Sunday 9 August 2009

Word for the Week: Whole Life, Whole Bible (17/50) – Words for the Wise

‘Word for the Week: Whole Life, Whole Bible’, from London Institute for Contemporary Christianity, is a series of fifty emails designed to look at the main milestones of the biblical story, seeking to show how whole-life discipleship is woven through Scripture as a whole, from beginning to end.

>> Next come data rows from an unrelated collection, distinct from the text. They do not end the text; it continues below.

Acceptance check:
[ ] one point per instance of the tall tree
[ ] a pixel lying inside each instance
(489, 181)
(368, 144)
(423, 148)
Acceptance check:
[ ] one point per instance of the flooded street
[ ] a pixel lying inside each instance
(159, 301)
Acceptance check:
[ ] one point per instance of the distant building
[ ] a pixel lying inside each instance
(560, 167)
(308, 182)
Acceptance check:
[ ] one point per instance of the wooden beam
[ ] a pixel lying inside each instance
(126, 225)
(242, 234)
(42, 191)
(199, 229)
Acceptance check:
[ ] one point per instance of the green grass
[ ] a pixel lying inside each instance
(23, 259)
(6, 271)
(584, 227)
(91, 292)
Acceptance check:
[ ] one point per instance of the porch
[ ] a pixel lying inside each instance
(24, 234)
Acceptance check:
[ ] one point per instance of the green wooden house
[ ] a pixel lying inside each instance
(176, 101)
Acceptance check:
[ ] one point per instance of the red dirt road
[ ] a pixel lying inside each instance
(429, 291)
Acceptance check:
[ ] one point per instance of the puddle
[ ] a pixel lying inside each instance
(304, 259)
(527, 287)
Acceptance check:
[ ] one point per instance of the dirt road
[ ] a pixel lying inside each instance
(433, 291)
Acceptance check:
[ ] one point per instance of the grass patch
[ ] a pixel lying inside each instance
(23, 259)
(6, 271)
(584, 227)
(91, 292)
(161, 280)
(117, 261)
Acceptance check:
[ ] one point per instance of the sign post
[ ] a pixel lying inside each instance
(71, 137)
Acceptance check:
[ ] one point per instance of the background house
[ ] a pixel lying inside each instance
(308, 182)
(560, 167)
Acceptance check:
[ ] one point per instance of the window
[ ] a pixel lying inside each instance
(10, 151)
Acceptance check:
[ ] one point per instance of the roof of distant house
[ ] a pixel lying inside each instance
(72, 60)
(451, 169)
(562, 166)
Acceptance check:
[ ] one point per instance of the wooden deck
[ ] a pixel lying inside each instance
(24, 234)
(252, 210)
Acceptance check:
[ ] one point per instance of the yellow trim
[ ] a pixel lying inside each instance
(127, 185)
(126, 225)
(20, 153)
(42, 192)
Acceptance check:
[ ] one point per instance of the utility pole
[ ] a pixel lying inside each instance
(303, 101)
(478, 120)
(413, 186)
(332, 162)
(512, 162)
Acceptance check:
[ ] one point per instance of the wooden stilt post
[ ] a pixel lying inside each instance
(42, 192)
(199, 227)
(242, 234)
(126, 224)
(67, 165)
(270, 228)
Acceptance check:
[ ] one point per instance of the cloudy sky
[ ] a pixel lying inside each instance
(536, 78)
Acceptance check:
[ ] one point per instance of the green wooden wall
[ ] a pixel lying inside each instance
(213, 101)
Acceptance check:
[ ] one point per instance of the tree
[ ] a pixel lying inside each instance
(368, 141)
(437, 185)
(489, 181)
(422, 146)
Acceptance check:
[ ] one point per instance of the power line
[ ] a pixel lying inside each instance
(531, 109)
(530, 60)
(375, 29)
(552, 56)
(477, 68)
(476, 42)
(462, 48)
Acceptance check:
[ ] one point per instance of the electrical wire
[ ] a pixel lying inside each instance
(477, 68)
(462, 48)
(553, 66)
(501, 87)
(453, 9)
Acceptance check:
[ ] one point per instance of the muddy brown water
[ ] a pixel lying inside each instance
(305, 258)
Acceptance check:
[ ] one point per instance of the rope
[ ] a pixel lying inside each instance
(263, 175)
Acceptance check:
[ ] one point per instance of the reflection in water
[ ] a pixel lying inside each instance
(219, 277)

Here is the seventeenth of the fifty emails.

A wife of noble character who can find?
She is worth far more than rubies…
She selects wool and flax
and works with eager hands.
She is like the merchant ships,
bringing her food from afar…
She considers a field and buys it;
out of her earnings she plants a vineyard…
She opens her arms to the poor
and extends her hands to the needy…
She makes linen garments and sells them,
and supplies the merchants with sashes…
She speaks with wisdom,
and faithful instruction is on her tongue…
Charm is deceptive, and beauty is fleeting;
but a woman who fears the LORD is to be praised.
Honour her for all that her hands have done,
and let her works bring her praise at the city gate.
Proverbs 31:10-31

The major turns in the biblical story – God’s promise to Abraham, his redemption from slavery, his covenant with the people, the giving of the law, the establishment of the monarchy, the building of the temple – are conspicuous by their absence in the biblical wisdom literature.

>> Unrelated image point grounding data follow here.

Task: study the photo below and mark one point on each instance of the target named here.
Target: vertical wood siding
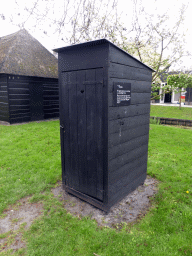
(121, 152)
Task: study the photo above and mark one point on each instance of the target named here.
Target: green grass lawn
(171, 112)
(30, 164)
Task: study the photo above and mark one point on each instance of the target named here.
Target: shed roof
(97, 42)
(22, 54)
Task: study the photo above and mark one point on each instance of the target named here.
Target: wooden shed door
(36, 101)
(81, 115)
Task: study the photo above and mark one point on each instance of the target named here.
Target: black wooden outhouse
(104, 118)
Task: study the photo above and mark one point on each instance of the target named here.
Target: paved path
(171, 105)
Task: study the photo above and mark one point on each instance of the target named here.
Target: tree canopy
(151, 37)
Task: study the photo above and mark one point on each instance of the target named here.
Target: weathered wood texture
(83, 122)
(4, 105)
(188, 95)
(104, 147)
(173, 121)
(128, 126)
(30, 98)
(83, 58)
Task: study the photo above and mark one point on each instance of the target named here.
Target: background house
(28, 79)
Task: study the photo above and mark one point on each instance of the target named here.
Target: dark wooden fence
(173, 121)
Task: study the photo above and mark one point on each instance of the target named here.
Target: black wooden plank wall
(128, 126)
(51, 98)
(82, 119)
(188, 96)
(20, 98)
(4, 104)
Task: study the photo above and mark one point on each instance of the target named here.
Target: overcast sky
(10, 9)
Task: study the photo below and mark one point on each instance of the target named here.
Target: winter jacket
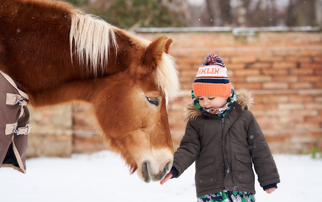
(224, 150)
(14, 124)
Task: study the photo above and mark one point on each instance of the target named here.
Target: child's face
(212, 102)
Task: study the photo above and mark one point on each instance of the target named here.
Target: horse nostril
(166, 167)
(145, 171)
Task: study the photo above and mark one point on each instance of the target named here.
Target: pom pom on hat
(212, 58)
(212, 79)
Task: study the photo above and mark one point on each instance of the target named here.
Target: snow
(103, 176)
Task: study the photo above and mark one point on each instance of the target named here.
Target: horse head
(131, 109)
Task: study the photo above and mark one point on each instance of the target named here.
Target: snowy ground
(102, 177)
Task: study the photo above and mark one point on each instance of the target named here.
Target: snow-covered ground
(103, 177)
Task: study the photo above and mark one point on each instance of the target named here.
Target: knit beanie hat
(212, 79)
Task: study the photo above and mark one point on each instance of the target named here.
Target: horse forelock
(92, 39)
(166, 75)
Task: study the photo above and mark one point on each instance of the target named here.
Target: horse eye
(153, 100)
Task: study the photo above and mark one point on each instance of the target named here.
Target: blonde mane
(167, 76)
(91, 38)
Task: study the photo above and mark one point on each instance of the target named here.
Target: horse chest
(14, 124)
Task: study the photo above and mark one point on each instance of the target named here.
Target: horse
(59, 54)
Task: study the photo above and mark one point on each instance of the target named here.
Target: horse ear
(167, 45)
(155, 50)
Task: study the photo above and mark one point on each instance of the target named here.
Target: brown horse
(59, 54)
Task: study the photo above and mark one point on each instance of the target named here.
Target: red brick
(318, 85)
(298, 59)
(236, 79)
(310, 78)
(301, 71)
(285, 78)
(264, 106)
(311, 52)
(274, 99)
(311, 65)
(317, 59)
(261, 65)
(301, 99)
(284, 65)
(313, 119)
(235, 65)
(301, 85)
(251, 86)
(258, 78)
(244, 59)
(247, 72)
(270, 59)
(274, 71)
(318, 71)
(275, 85)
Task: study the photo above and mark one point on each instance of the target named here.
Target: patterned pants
(228, 196)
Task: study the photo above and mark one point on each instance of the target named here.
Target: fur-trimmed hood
(244, 98)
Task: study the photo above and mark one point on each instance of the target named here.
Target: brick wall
(282, 69)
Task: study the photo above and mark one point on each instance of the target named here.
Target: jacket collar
(244, 102)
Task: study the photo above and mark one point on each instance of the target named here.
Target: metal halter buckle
(20, 101)
(16, 130)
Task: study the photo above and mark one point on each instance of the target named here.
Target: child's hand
(270, 190)
(166, 178)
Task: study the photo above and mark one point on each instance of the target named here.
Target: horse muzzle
(154, 169)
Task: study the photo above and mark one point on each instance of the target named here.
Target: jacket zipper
(223, 149)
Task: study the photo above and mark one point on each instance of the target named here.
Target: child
(224, 139)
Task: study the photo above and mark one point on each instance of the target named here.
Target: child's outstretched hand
(166, 178)
(270, 190)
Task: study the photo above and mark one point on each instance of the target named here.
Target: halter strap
(9, 79)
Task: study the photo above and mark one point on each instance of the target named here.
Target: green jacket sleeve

As it turns out, wisdom is rooted further back – in creation – grounded in the orderly regulation of the world by the creator God, even while acknowledging (as Job and Ecclesiastes do in different ways) that there are great mysteries woven into the fabric of life in God’s world. Wisdom is not, therefore, a ‘secular’ alternative to other, more ‘sacred’ parts of the Bible. Nor is it surprising that Israel is able to engage with surrounding cultures, gleaning insight where they reflect the truth that is God’s truth, because of the recognition that he is the source of wisdom.

This is made clear in the opening of the book of Proverbs, where it is said that ‘the fear of the LORD is the beginning of wisdom’ (1:7). If wisdom literature is concerned with living wisely in God’s world, then fear of the Lord is the first principle of such a life, where wisdom does not begin in human autonomy, but in deep reverence of the Lord God; where wisdom is not merely intellectual capacity, but linked with discipline and discernment, shrewdness and skill; where wisdom produces a certain kind of character and demonstrates itself in particular sorts of actions. And, what’s more, which operates in every sphere of life – at home, at the city gate, in the market square – and which embraces the daily rhythms of eating, drinking, working, sleeping.

This is powerfully portrayed in the Bible’s fullest description of the regular activity of an ‘ordinary’ person – the woman who ‘fears the Lord’ (31:30), whose wisdom is demonstrated in her everyday activities of being a wife to her husband, a mother to her children, providing for her family, managing her household, engaging in international trade in cloths and textiles, negotiating the purchase of fields, looking out for the poor.

Insofar as the woman is a picture of wisdom itself, matching the portrayal of ‘woman wisdom’ in earlier chapters of Proverbs, it’s applicable to men as much as to women, setting out the ideal of practical wisdom, embracing actions and speech, worked out concretely in the kitchen, on the field, at the desk, wherever God has called us.

For further reflection and action:

1. Read and reflect on the whole of Proverbs 31:10-31, perhaps pausing to consider how the ‘fear of the Lord’ might inform your own activities today.

2. How ‘air-brushed’ is the woman of Proverbs 31? Is she a role model for all women everywhere or a male fantasy of the perfect spouse, placing yet more unrealistic pressure on women? Or something else?

3. Song of Songs is often held to belong to the Bible’s wisdom literature. What might this suggest about how the poems should be interpreted?

4. If wisdom literature looks back to creation, it also looks forward to Christ who is the wisdom of God (e.g., 1 Corinthians 1:24, 30). If Christ is the wisdom of God, what difference might that make, or what added insights might it provide, to our reading of Old Testament wisdom literature?